WASHINGTON -- Syria, Lebanon and Jordan postponed the departure of their negotiating teams yesterday for the second round of peace talks with Israel in Washington, joining the Palestinians in protest over Israel's planned deportation of 12 Palestinians from the occupied territories.
But U.S. officials said that they expected the Palestinians, Syrians, Jordanians and Lebanese to turn up in Washington, where the talks are scheduled to resume at the State Department on Tuesday.
The officials said that the four delegations apparently felt the need to make some gesture of protest over the Israeli actions but that none of them appeared to want to scuttle the talks over the issue.
The chief Palestinian spokeswoman, Hanan Ashrawi, said by telephone from her home in the West Bank that the Palestinians "are making our point" by delaying their departure.

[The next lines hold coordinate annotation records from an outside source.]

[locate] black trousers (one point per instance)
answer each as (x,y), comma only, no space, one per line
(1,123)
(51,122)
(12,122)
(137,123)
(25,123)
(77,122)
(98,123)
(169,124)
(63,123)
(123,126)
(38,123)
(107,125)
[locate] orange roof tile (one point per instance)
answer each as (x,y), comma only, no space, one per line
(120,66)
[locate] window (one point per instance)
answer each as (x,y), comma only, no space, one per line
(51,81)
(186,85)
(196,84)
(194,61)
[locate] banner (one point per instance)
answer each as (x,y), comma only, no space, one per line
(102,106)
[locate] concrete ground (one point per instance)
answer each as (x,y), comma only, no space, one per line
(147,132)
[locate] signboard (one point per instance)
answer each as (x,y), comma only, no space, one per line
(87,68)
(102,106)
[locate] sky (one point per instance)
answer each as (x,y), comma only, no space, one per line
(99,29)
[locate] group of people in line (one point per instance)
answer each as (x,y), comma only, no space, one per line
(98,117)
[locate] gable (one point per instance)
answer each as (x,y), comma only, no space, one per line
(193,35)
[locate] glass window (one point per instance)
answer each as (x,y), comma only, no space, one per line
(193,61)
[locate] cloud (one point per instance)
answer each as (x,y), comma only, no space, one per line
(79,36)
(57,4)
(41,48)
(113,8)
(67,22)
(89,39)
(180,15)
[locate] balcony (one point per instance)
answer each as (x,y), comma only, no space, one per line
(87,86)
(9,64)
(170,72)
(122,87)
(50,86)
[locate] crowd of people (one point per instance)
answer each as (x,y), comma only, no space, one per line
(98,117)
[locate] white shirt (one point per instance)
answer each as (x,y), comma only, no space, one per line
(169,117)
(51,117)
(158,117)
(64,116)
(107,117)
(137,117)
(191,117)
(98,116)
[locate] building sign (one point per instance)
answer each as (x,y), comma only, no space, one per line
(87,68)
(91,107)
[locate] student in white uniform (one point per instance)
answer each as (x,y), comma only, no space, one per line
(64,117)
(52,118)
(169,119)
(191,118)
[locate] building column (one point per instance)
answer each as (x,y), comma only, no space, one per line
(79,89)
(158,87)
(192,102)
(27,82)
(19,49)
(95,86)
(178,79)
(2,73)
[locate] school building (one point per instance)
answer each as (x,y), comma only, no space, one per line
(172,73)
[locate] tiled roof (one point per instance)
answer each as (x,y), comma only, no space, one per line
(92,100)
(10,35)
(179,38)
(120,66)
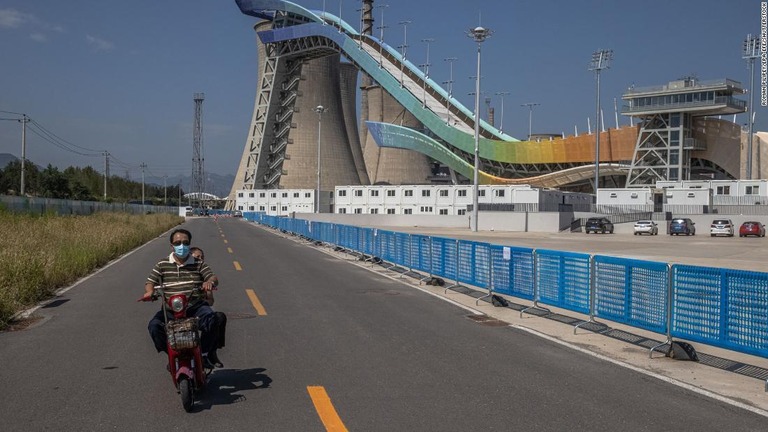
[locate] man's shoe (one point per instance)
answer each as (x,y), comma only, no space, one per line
(213,357)
(207,363)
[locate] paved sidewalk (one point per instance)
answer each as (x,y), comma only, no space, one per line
(722,381)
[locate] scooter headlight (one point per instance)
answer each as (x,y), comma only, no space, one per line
(177,304)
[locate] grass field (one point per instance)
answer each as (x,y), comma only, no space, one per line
(38,255)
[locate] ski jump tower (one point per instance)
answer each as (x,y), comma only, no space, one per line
(198,168)
(674,127)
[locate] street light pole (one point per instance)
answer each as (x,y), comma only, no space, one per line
(478,34)
(319,110)
(751,52)
(426,72)
(381,35)
(404,47)
(530,106)
(599,62)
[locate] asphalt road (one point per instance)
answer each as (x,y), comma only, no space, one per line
(389,357)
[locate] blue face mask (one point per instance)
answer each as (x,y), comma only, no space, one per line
(181,250)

But she said it was her "surmise" that the Palestinians and others would end up going to Washington, now that the United States has strongly condemned the Israeli deportation orders.
At the first round of Washington negotiations in December, Israel postponed its delegation's arrival in protest the venue of the talks, which it had wanted to hold in the Middle East.
While the postponements are troubling, U.S. officials are more -- worried about another issue that could have a far more lasting and explosive impact on the negotiations: Israel's pending request for $10 billion in housing loan guarantees to resettle Soviet Jews.
The loan request is coming up for reconsideration coincidental with this second round of peace talks in Washington, and how the Bush administration responds to it could drive either Israel or the Arabs away from the negotiating table.
When the Israeli loan guarantee request was first made last September, the Bush administration insisted despite Israeli complaints that it be postponed 120 days so that the issue would not complicate Washington's efforts to get the first round of the peace talks convened in Madrid, Spain.
The reason the loan issue might have complicated the peace talks is that the administration intends to demand certain restrictions on any new settlements that Israel might build as a precondition for the loan guarantees.
vTC U.S. officials knew that this demand would lead to a dispute with the Israeli government that might have dissuaded Israel from taking part in the peace talks.
Administration officials say recent actions by the Israeli government have not diminished the inclination of President Bush and Secretary of State James A. Baker III to insist on restrictions on Israel's use of any U.S. loan guarantees in building settlements in the occupied West Bank and Gaza Strip.
The actions U.S. officials point to range from the Israeli government's decision to allow Jewish settlers to buy homes in Silwan, an Arab neighborhood in East Jerusalem, over the protests of Mayor Teddy Kollek, to Prime Minister Yitzhak Shamir's promise to far-right members of his coalition last week that he would spend two-thirds of his 1992 housing construction budget -- $350 million -- on new Jewish settlements.
According to senior administration officials, no decisions have been made yet on how Washington will respond to the Israeli request. All the administration has been telling the Israelis for the past four months is that if and when such guarantees are granted, Washington reserves the right to attach certain "terms and conditions" on how the money is spent.
A senior administration official said the issue would be addressed when President Bush returns from Asia. "I would not speculate on what the outcome might be," the official said.
The loan guarantees would allow Israel to raise money from commercial banks at preferential rates of interest. The cost to the U.S. budget depends on certain accounting rules but probably would require at least $200 million to be set aside.
Interestingly, many prominent American Jews, who actively lobbied the administration for the guarantees in September, have since adopted a much more low-key approach.
In part, they recognize that the mood in America has shifted against foreign aid. In part, they realize that pro-Israeli members of Congress cannot pass the guarantees without Mr. Bush's endorsement, and therefore the Israelis are simply going to have to negotiate with Mr. Bush about his terms. Their shift in approach is also a silent protest against Mr. Shamir's policies.